I clearly remember the days of my bicycle. It was in the 1940s, when everybody had a bicycle. Mine hung on a hook in the laundry. It came with toe grips on the pedals and had a racing seat with a lambswool cover for comfort. It had a rim bell, which was operated from the handlebars (see picture). I paid £3/2/- for it.

Bikes were great fun at weekends. I rode as far as Frankston and Dandenong. The tyres hummed as you went along, creating a happy feeling. But tragedy struck on a very foggy morning. I was going to work when a man coming from the opposite direction collided with me. I continued on my way, not realising that the frame was damaged and needed repairs.
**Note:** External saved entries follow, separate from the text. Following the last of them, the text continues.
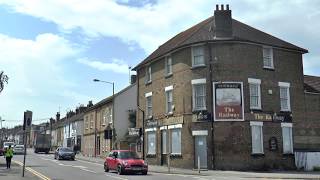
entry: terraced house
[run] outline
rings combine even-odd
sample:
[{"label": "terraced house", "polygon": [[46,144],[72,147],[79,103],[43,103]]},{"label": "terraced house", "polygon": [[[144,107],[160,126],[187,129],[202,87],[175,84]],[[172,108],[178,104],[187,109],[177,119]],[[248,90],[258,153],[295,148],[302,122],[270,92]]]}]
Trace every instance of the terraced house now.
[{"label": "terraced house", "polygon": [[307,52],[232,19],[228,5],[217,5],[214,16],[174,36],[134,68],[145,114],[138,111],[137,126],[144,127],[148,162],[295,168],[295,137],[309,123],[302,103]]}]

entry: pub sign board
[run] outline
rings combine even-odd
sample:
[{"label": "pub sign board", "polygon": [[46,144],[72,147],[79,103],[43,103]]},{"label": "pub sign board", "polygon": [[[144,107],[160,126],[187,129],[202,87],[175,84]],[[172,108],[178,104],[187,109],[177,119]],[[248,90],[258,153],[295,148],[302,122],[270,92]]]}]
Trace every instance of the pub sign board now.
[{"label": "pub sign board", "polygon": [[244,121],[242,82],[213,83],[214,121]]}]

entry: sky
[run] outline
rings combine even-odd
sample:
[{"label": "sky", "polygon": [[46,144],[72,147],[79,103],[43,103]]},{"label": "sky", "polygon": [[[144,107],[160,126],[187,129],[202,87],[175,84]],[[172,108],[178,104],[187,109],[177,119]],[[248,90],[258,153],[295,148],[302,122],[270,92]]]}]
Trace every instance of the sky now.
[{"label": "sky", "polygon": [[[229,4],[232,17],[309,50],[304,73],[320,76],[318,0],[1,0],[0,94],[4,127],[62,116],[129,85],[134,67],[177,33]],[[132,74],[134,72],[131,72]]]}]

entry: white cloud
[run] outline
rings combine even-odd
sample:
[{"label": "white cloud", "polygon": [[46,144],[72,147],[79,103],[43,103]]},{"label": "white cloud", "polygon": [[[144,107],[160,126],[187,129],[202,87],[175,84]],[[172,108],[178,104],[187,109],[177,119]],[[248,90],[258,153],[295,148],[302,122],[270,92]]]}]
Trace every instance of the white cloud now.
[{"label": "white cloud", "polygon": [[77,60],[79,63],[98,69],[100,71],[113,71],[115,73],[128,74],[128,64],[122,60],[113,59],[110,63],[101,62],[99,60],[89,60],[81,58]]},{"label": "white cloud", "polygon": [[57,106],[53,97],[62,96],[61,90],[74,86],[62,69],[63,63],[80,52],[80,48],[53,34],[40,34],[35,40],[0,34],[0,70],[9,76],[0,94],[0,115],[16,118],[26,109],[37,109],[38,117],[53,115]]},{"label": "white cloud", "polygon": [[115,1],[4,0],[16,12],[39,17],[65,30],[82,28],[91,37],[118,37],[137,42],[148,53],[170,36],[212,14],[214,4],[205,1],[162,0],[143,7]]}]

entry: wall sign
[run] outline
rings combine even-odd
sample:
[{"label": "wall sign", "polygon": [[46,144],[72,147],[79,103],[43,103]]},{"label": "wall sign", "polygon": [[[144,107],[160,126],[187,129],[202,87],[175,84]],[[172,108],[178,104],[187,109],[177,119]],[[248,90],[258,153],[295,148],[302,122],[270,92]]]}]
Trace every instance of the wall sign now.
[{"label": "wall sign", "polygon": [[196,114],[197,121],[210,121],[211,120],[211,113],[208,111],[199,111]]},{"label": "wall sign", "polygon": [[244,121],[242,82],[213,83],[215,121]]},{"label": "wall sign", "polygon": [[292,116],[290,113],[274,114],[273,122],[292,122]]},{"label": "wall sign", "polygon": [[154,119],[147,120],[146,122],[146,127],[157,127],[158,126],[158,121]]},{"label": "wall sign", "polygon": [[169,117],[159,121],[159,126],[167,126],[172,124],[183,124],[183,117]]},{"label": "wall sign", "polygon": [[129,136],[139,136],[140,128],[128,128]]}]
Four other fellow workers used to join me on their bikes to work. It was all downhill from the top of High Street in St Kilda to the city, via St Kilda Road, and the traffic was very light in those days. Going home, you might hold on to the back of a tray truck and have a free ride for a while.

Such was the need at the work place that an area was provided with hooks to hang our bikes on. On the days that we went to Melbourne Tech. as part of our training, the school provided books and a man to staff the area to keep an eye on our bikes.

Eventually, at about age sixteen I sold my bike and purchased an exarmy motorbike.

Several people came to our house on their bikes, including the postman, the Rawleigh’s man (day-to-day medicines) and the street collector for the War Savings fund.